Key points
- "The four saddest words from the Court of Appeal are these: "Great argument; not preserved."" (R. Stumpf and K.Vogel, link)
- The Board does not admit the inventive step attack of the opponent, although the attack starting from D1 was in the Notice of opposition.
- "However, the [opponent] had agreed during the oral proceedings before the opposition division that D2, and hence not D1, was to be considered the closest prior art". "In addition, the [opponent] did not further pursue the inventive step attack based on D1 after the opposition division had announced that the inventive-step attack based on D2 as the closest prior art failed, stating that it had no further comments "
- Therefore, the Board does not admit the attack in appeal.
- "The new allegation of fact based on the different choice of the closest prior art D1 thus clearly deviates from the [opponent's] position taken previously before the opposition division. By not pursuing this attack before the opposition division and reintroducing it before the board, the [opponent] avoided a decision on the relevance of this attack by the opposition division and, provided the new attack were admitted, would oblige the board to decide for the first time on the relevance of this attack."
EPO T 0087/15 - link
2.3 The board acknowledges that an objection of lack of inventive step considering D1 as the closest prior art was raised by the [opponent] in its notice of opposition (point 4.2). However, the appellant had agreed during the oral proceedings before the opposition division that D2, and hence not D1, was to be considered the closest prior art (see the penultimate paragraph on page 2 of the minutes of the oral proceedings before the opposition division and the fifth paragraph from the bottom of page 7 of the opposition division's decision).
In addition, the appellant did not further pursue the inventive step attack based on D1 after the opposition division had announced that the inventive-step attack based on D2 as the closest prior art failed, stating that it had no further comments (minutes page 4).

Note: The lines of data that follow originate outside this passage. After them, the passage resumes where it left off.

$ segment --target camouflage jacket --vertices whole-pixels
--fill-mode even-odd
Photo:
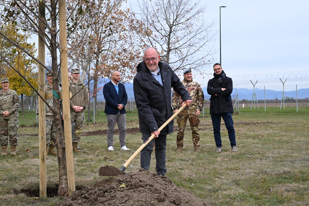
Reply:
[[[193,82],[193,78],[189,81],[184,78],[181,82],[193,101],[190,106],[185,108],[184,109],[197,109],[201,111],[204,107],[204,94],[199,84],[196,82]],[[174,91],[172,98],[172,107],[173,110],[179,109],[181,107],[182,102],[181,97]]]
[[[52,92],[53,86],[51,86],[48,83],[46,83],[45,86],[44,88],[44,91],[45,92]],[[60,86],[59,86],[59,91],[61,92],[62,91],[62,88]],[[46,97],[45,96],[45,97]],[[37,97],[38,101],[36,101],[36,114],[39,114],[39,100],[38,97]],[[46,102],[48,104],[48,105],[52,108],[53,109],[54,104],[53,99],[49,98],[46,98],[45,100]],[[60,99],[60,111],[61,112],[61,115],[63,113],[62,112],[62,99]],[[45,115],[53,115],[54,113],[49,108],[47,104],[45,104]]]
[[[72,106],[73,105],[87,107],[89,103],[89,92],[87,87],[84,86],[84,85],[80,81],[75,83],[71,80],[69,83],[69,90],[72,93],[72,96],[70,94],[71,110],[73,110]],[[71,99],[71,96],[73,97]]]
[[[9,89],[7,92],[0,90],[0,118],[10,119],[19,116],[19,99],[17,93],[13,90]],[[3,116],[3,112],[8,111],[10,115]]]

The new allegation of fact based on the different choice of the closest prior art D1 thus clearly deviates from the appellant's position taken previously before the opposition division. By not pursuing this attack before the opposition division and reintroducing it before the board, the appellant avoided a decision on the relevance of this attack by the opposition division and, provided the new attack were admitted, would oblige the board to decide for the first time on the relevance of this attack.